King did agree to reduce the amount of his base salary from $140,000 to $132,500, a move he felt better represented the salary amount of $120,000 that was suggested by Councilmember Chris Chulakes-Leetz during city manager interviews over a month ago.
King said he also felt the need to reduce his salary based on “public chatter” regarding his contract, while keeping the $120,000 figure in view.
“I wanted to be sensitive to that,” King said. “I wanted to meet somewhere in the middle.”
The remaining highlights of the contract remain the same.
King is set to receive $950 per month in lieu of group health insurance, $450 a month in vehicle allowance and use of a city provided Blackberry.
King also would receive six months severance pay in a lump sum if he’s terminated without cause with $950 a month in lieu of group health insurance also paid to King for the same time frame unless he becomes otherwise employed.
The most controversial aspect of the contract, $20,000 of 11 potential performance-based incentives, also remains intact.
As proposed, first year performance-based incentives would include, but would not be limited to:
n Deliver a balanced budget for FY 2010 – 2011 that maintains the 2009-10 millage rate while reducing the proposed budget’s use of reserves to support operations by $250,000.
n Implement a fleet management program, with the objective to reduce expenses by 16 percent.
n Reduce the city’s net annual FY 2010-11 contribution requirement for other post employment benefits (OPEB) by $1,500,000, measured on a full year effect basis.
Councilmember Derrick Donnell did not support the $950 a month in lieu of health benefits nor the bonus-based incentives for he first year of the two-year contract.
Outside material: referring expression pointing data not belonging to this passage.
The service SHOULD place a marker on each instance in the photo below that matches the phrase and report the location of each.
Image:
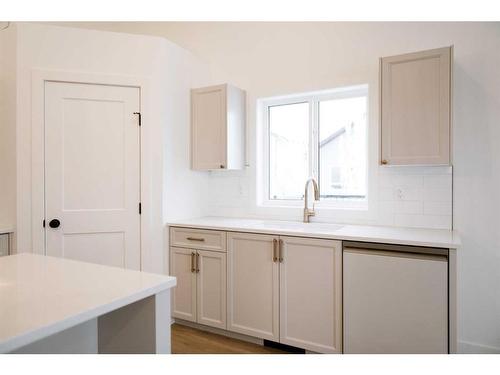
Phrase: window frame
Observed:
(314, 99)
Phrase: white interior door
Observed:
(92, 173)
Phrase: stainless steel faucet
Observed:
(310, 212)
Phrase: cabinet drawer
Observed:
(198, 239)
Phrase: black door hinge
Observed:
(140, 117)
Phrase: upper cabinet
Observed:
(416, 108)
(218, 128)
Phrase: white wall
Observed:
(269, 59)
(8, 127)
(169, 71)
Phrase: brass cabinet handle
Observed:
(195, 239)
(193, 268)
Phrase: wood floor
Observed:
(187, 340)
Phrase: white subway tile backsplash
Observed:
(437, 194)
(408, 207)
(415, 197)
(386, 194)
(437, 181)
(415, 181)
(406, 193)
(437, 208)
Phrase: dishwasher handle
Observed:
(396, 248)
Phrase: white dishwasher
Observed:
(395, 299)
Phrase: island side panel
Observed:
(143, 327)
(162, 322)
(80, 339)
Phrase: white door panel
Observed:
(92, 173)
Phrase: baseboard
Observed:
(466, 347)
(222, 332)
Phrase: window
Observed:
(320, 135)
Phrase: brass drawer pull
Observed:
(195, 239)
(193, 268)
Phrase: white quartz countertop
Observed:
(41, 295)
(381, 234)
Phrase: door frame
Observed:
(38, 79)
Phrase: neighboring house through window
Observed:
(321, 135)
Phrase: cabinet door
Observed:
(208, 128)
(311, 294)
(182, 266)
(253, 285)
(415, 108)
(211, 288)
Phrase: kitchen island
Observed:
(55, 305)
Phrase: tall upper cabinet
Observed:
(218, 128)
(416, 108)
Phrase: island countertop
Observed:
(42, 295)
(381, 234)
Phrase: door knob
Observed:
(54, 223)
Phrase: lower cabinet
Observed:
(311, 294)
(253, 285)
(200, 294)
(286, 289)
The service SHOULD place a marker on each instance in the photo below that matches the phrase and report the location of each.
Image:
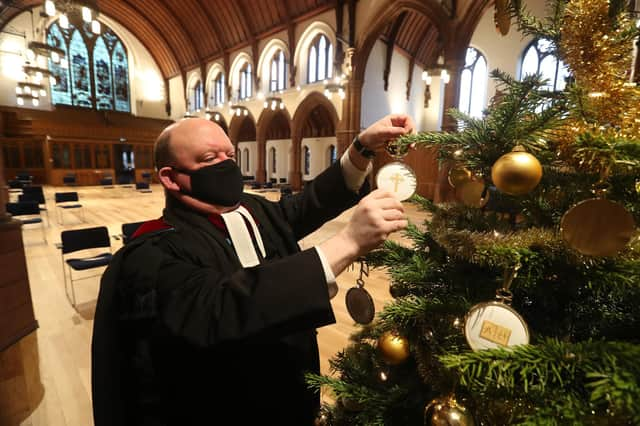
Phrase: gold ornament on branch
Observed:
(393, 348)
(516, 173)
(473, 193)
(597, 227)
(447, 412)
(459, 174)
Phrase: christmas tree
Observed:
(521, 303)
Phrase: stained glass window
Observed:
(80, 73)
(102, 75)
(121, 77)
(97, 75)
(245, 81)
(320, 64)
(307, 160)
(61, 90)
(332, 154)
(473, 84)
(539, 57)
(278, 72)
(273, 160)
(218, 89)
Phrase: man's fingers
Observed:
(392, 215)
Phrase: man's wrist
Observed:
(361, 149)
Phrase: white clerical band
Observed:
(241, 238)
(246, 251)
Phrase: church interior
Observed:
(87, 86)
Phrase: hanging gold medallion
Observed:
(495, 324)
(447, 412)
(358, 300)
(472, 193)
(597, 227)
(397, 177)
(516, 172)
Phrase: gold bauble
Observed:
(393, 348)
(516, 173)
(459, 175)
(447, 412)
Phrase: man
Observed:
(209, 313)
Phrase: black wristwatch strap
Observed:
(367, 153)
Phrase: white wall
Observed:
(253, 158)
(145, 79)
(319, 158)
(283, 147)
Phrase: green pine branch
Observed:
(607, 373)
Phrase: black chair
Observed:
(24, 177)
(69, 180)
(31, 210)
(80, 240)
(15, 186)
(143, 187)
(34, 194)
(107, 182)
(66, 201)
(128, 229)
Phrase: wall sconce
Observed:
(239, 110)
(88, 10)
(212, 114)
(273, 102)
(36, 48)
(336, 86)
(427, 78)
(38, 74)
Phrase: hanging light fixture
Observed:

Donnell said it would be prudent to readdress those items next fiscal year.
Councilmember Bill Deile said the incentive-based bonuses were crucial to achieving goals that have not been attainable in previous years.
“These objectives are quantifiable … the savings that can be achieved far outweigh the incentives. We’ve never been able to achieve these things in the past,” Deile said.
Chulakes-Leetz, who does not support any government employee making a six figure salary, agreed the potential cost savings in King’s contract was worth the overall price.
Councilmember Kevin McGrail did not support the six-month severance pay, nor the vehicle allowance.
McGrail said King’s compensation seemed fair overall, but the severance package could potentially mirror the controversy surrounding former city manager Terry Stewart’s severance pay when he quit the position last year.
“It perpetuates the problem that reared his head when Terry Stewart was asked to leave … (the severance) should not be more than three months, and more than likely two months or one month,” McGrail said.
Councilmember Marty McClain did not support any aspect of the contract.
King’s lack of a traditional city manager background prevented McClain from justifying his support, he said.
“He might save us millions, but we don’t know,” McClain said.
Addressing the lack of public criticism that no economic development incentive exists in the contract, Councilmember Pete Brandt said it was a “moot point” because “there isn’t any going on in the country.”
Overall Brandt did support the contract, and said that incentives should be expected of all city employees.
“It’s not a trivial thing that’s been put together, it’s been well thought out, well thought through,” Brandt said.
The contract was approved 5-3, with McGrail, McClain and Donnell dissenting.
After a short council recess, King took over as city manager.